Vivre modestement dans un monde d’excès 

Le temps nous échappe et notre liberté se restreint. Nos journées sont éreintantes. Souvent, les achats compulsifs deviennent notre échappatoires. Comme une récompense au dur labeur. « Travailler plus pour gagner plus et ainsi consommer plus » est le mantra que nous impose la société pour répondre à une pression sociale. Si nous ne possédons pas le dernier smartphone, si nous n’exhibons pas une certaine abondance, nous pouvons être catégorisé.e.s comme une personne en échec. Notre vie est rythmée par des notifications nous enchainant à la sur-productivité. Tout devient une urgence : l’e-mail d’un client, une invitation ou simplement des likes sur notre dernière publication Instagram. Je me suis posée la question si tout cela avait un sens à part nous mener vers un burn out de notre propre existence. Et si ralentir était révolutionnaire ?

Une révolution face à la mondialisation

Il existe bien un mode de vie axé sur les principes de ralentir, simplifier, être pleinement présent, la reconnection à soi et à la nature, privilégier la qualité plutôt que la quantité, respecter un équilibre et un bien-être : la Slow Life. Cependant, comme beaucoup de mouvements anti-consuméristes, le capitalisme le récupère pour le transformer en produit de consommation. 

Et pourtant, à l’origine, c’était une critique du rythme effréné de la société moderne et de l’uniformisation de l’alimentation. En 1986, Carlo Petrini, un critique gastronomique, devient président d’une association appelée Arcigola. Elle réunit des oenologues, historiens et sociologues passionnés par les produits bruts et authentiques. Cette même année, les militants d’Arcigola s’insurgent contre l’installation d’un McDonald’s à Rome. Sous le nouveau nom de Slow Food, la stratégie consistait à défendre la cuisine locale et la biodiversité tout en luttant contre les écarts sociaux. Les populations les plus aisées choisissaient leur alimentation tandis que les plus modestes ne se contentaient que de la fast food.

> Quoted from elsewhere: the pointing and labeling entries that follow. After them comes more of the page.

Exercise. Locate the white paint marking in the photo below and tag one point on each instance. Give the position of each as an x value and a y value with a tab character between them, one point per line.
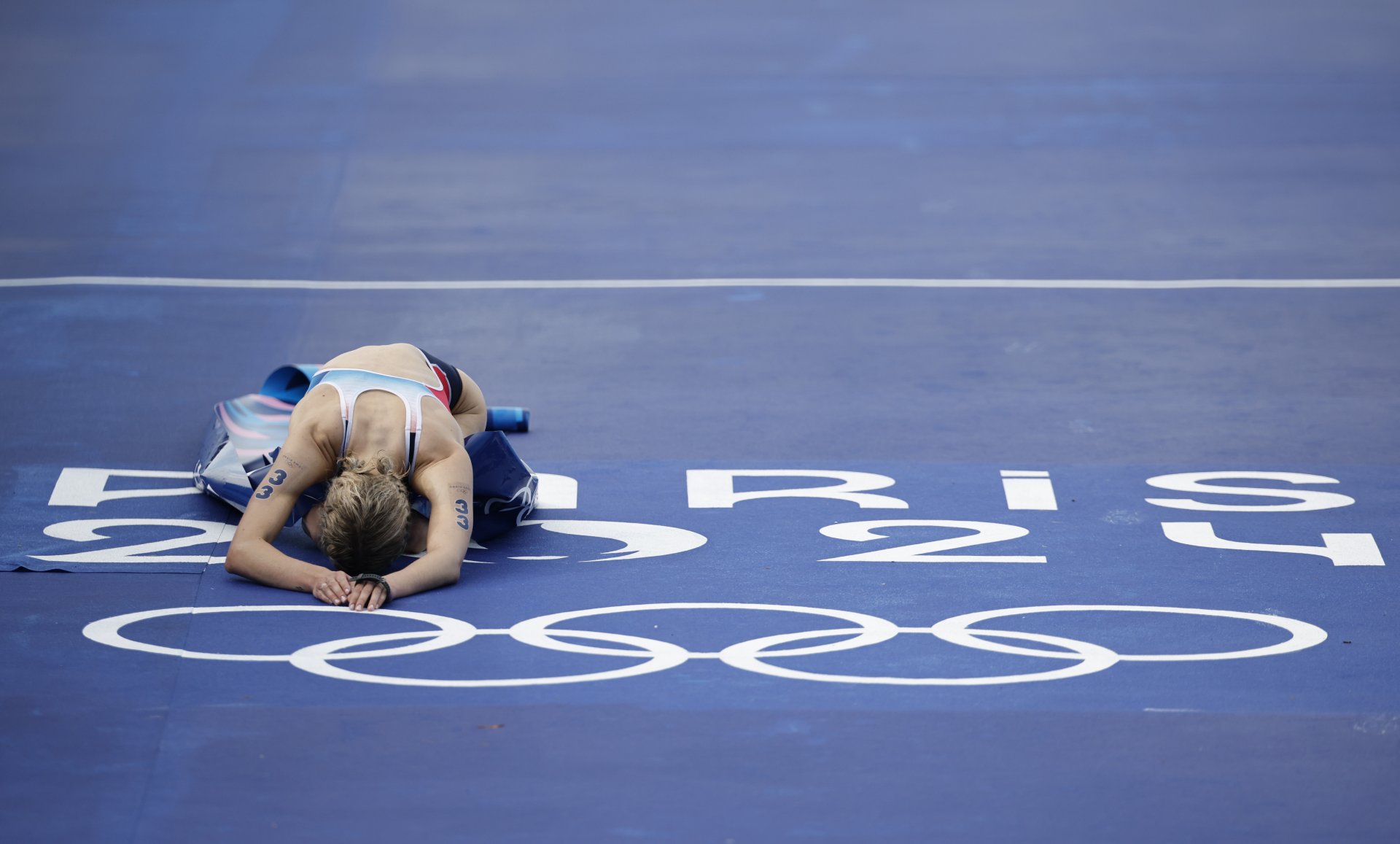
1030	493
683	283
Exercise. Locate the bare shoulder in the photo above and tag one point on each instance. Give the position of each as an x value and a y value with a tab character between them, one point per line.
446	478
315	429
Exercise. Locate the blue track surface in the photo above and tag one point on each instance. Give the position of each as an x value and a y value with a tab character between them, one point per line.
611	140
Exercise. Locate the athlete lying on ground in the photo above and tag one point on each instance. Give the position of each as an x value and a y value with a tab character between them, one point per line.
377	422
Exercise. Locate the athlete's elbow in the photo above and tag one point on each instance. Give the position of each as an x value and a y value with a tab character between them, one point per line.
237	559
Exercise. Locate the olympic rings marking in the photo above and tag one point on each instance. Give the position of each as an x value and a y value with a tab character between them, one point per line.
750	655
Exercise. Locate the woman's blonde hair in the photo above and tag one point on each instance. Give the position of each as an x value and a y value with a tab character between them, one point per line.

La Slow Life, une tendance marquetée

Plus tard, à partir des années 1990, le mouvement dépasse la seule question alimentaire pour s’étendre à d’autres sphères : le travail, la santé, l’éducation, les loisirs. Le « slow » devient une philosophie globale. Il s’invite dans les blogs, les magazines, les ouvrages de développement personnel. Peu à peu, il se transforme en argument de vente. Yoga, méditation, retraites bien-être, bougies parfumées, carnets de gratitude, planners « mindful » : toute une industrie naît autour de la promesse de ralentir.

C’est là que réside le paradoxe. Un mode de vie censé nous libérer de la pression consumériste devient lui-même un produit. La lenteur s’achète. Le calme se scénarise. La simplicité se met en vitrine. Sur les réseaux sociaux, la Slow Life se transforme en esthétique parfaitement maîtrisée, parfois plus exigeante que la course à la performance qu’elle prétend dénoncer. À force de vouloir bien ralentir, ne sommes-nous pas simplement en train d’optimiser notre lenteur ?

Sources : 

Corby Kummer, Les plaisirs du Slow Food : tradition du goût, goût de la tradition, San Francisco/Paris, Edition du Seuil 2002, p.22.